On the one hand, Sleepless In Seattle is a deeply sentimental romance that implies Sam and Annie are fated to be together—perhaps because they loved each other in another life or even because Annie is a sort of reincarnated spirit of Sam’s wife. (They both peel apples in exactly the same way.) On the other hand, Sleepless In Seattle also wryly comments on the way media portrayals of love have warped our sense of reality about romance. “That’s your problem! You don’t want to be in love, you want to be in a movie,” Annie’s friend Becky (O’Donnell) observes as Annie falls further down the rabbit hole of her obsession with Sam. Yet it’s also Annie’s steadfast belief that real-life love is nothing like it is on screen that’s caused her to settle for Walter even though she doesn’t actually feel much of a spark with him. Maybe the movies don’t have it so wrong after all.
Ephron’s quote about cynics being romantics comes from a fantastic 1993 Rolling Stone interview that shows off her signature wit. (Asked if it’s hard to be a woman director, Ephron notes, “The hardest thing about being a woman director is becoming one.”) When the interviewer asks if Ephron thinks Sleepless In Seattle will be criticized for being too sentimental, she replies, “Some people will think so, but I don’t. We’re trying to have our cake and eat it, too. We’re trying to be smart, sophisticated and funny about movies like this, but we want to be one, too.”
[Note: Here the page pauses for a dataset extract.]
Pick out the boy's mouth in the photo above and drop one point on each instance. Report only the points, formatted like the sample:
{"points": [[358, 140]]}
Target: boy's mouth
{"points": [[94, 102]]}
What’s nice about the ending of Sleepless In Seattle—an overt homage to An Affair To Remember—is that, even more so than most rom-coms, it feels like a beginning rather than an ending. We don’t know for sure what fate awaits Sam and Annie, but we do know they’ll both likely be better off for knowing each other. Annie has avoided getting stuck in a passionless marriage and Sam has opened himself up to the possibility of having a second true love. Their ending could be a fairy-tale happily ever after or it could be the start of something far more complex. That’s left up to the viewer to decide. But whether you’re a cynic or a romantic (or both!), it’s hard to resist the enduring appeal of this Ephron-Ryan-Hanks classic.